Hemispheres had already decided to end its sponsorship of Faux Faulkner, a cerebral contest that lets aspiring writers explore their inner “Pappy” with dense, stream-of-consciousness screeds.
Apple’s story is told from Bush/Benjy’s point of view as Vice President
Dick Cheney, Secretary of State
Condoleezza Rice and Defense Secretary Donald Rumsfeld prepare him for a news conference:
“‘Go and get him Saddam’s gun,’ Condi said. ‘You know how he likes to hold it.’
“Dick went to my desk drawer and took out Saddam’s gun. He gave it to me, and it was hot in my hands. Rummy pulled the gun away.

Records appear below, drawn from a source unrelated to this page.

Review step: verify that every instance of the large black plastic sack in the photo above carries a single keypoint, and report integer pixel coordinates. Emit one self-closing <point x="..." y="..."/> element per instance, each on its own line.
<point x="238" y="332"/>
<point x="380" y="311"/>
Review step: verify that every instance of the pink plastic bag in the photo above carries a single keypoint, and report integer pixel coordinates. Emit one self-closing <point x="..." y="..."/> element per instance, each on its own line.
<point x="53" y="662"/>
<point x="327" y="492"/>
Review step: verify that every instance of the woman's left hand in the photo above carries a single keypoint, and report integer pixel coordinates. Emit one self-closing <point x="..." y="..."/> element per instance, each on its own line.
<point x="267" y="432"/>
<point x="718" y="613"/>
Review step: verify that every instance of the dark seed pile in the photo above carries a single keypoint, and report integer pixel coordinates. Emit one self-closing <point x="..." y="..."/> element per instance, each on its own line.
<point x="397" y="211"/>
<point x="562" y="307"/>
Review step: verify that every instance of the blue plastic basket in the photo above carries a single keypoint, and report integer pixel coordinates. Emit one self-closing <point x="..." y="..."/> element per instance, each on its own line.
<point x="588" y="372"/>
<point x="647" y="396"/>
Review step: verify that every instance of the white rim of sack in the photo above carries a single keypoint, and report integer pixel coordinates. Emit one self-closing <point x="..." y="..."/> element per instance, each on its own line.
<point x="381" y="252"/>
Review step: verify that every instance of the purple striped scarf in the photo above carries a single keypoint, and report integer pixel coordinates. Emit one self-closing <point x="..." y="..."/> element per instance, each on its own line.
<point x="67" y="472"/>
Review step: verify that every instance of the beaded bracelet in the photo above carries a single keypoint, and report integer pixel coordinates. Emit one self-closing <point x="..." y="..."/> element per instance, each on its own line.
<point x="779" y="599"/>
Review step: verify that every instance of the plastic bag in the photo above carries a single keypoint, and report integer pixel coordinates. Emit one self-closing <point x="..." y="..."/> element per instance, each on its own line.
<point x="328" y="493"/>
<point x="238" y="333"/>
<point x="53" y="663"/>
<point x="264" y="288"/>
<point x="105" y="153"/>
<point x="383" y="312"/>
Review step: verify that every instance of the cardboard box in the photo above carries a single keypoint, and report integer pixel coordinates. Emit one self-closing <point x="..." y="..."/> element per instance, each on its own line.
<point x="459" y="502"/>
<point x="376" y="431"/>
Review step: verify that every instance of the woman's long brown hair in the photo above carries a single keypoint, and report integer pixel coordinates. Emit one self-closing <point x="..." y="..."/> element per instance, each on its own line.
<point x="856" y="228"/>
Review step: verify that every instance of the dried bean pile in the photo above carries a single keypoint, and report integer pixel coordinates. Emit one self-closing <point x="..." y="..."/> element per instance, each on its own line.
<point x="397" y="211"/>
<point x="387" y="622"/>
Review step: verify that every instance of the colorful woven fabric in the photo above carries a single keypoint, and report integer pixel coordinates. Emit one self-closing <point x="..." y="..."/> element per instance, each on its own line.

“‘Do you want him carrying a gun into the press conference?’ Rummy said. ‘Cant you think any better than he can?'”
Larry Wells said Apple’s piece won the contest not because of its political content but because it mirrors the labyrinthine language of the Nobel laureate.
“It was very funny, a brilliant use of ‘The Sound and the Fury,'” Wells said. “The fact that he substituted Saddam’s gun for a horseshoe Benjy liked to hold — it was hilarious.”
Apple said he had struggled to read “The Sound and the Fury” as a teenager and decided to try it again as an adult.
“This time, I was able to appreciate it much more and I really fell in love with the language and took a lot of pleasure in just listening to the dialect and the different characters,” he said.
He set about trying to write in Faulkner’s style, he said, the same way a novice guitarist tries to imitate a pro. Another character’s observation about Benjy made him think of Bush, and Apple has Cheney echo that line in the parody: “‘He know lot more than folks think.'”
Apple said it was also a lucky coincidence that “Condi” sounds like “Caddy,” Benjy’s beloved sister. Just as Benjy has an olfactory memory of Caddy (she smelled like trees), the spoofed Bush thinks of Condi: “She smelled like the Xeroxed copies of the information packets they give me each day.”